Loads of work, and innovation was unearthed by Thorsten Heins. In many ways, he has brought BlackBerry to a very prudent level of operational capacity – now it’s time to bring the transition full circle and use these new channels to deliver software/services that can accrue revenue for the company, and drive it back into profitability.

The chain of events that have brought $BBRY into the 3rd Quarter of Fiscal 2013 are complex, and misunderstood. The gluttony from the media–biased opinions have framed this company as a tragedy. We neglect $BBRY’s market positioning, and potential. Their new executive, John S. Chen, doesn’t really need to make many huge directional changes, but will have to pull away more layers internally. Heins made the brute of the tough operational changes, Chen has been tasked to invigorate this new potential and drive a new path for the company.
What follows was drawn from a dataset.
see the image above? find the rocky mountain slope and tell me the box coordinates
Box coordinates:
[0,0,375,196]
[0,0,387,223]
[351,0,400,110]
Marketing, and further executive changes, will bolster the viability of the platform. It’s here to stay. With confidence in new leadership (and other bids that may loom) $BBRY is far from dead. It’s got 3.6+ billion reasons to “keep moving.” What’s more, BlackBerry is rumored to be seeking an accelerated tax refund that could bring their cash potion upward of $4+ billion in total. If they are able to pull this cash together quickly, we can expect the new reigns at BlackBerry will do some smart spending, and turn the engine into high gear.

Despite the competitive challenges, BlackBerry has the pieces to build a bridge and conquer. Windows Phone has taken 3 years to finally take root. BB10, still nascent, will mature, as will its app ecosystem. Given time, the company can continue to invest in the message, and direction to attack the prosumers of the world. Creating a trend: enterprising consumers from consumption, into content creation machines.

BB10 is early to a market that has not yet matured in the direction the platform is intended for. Connected machines, the Internet of Things—that is where the latest devices are aiming. BB10 will become a powerful accessory to your everyday, allowing handheld connections with your most important devices. This is a very real future one we should see kick into high gear by 2015.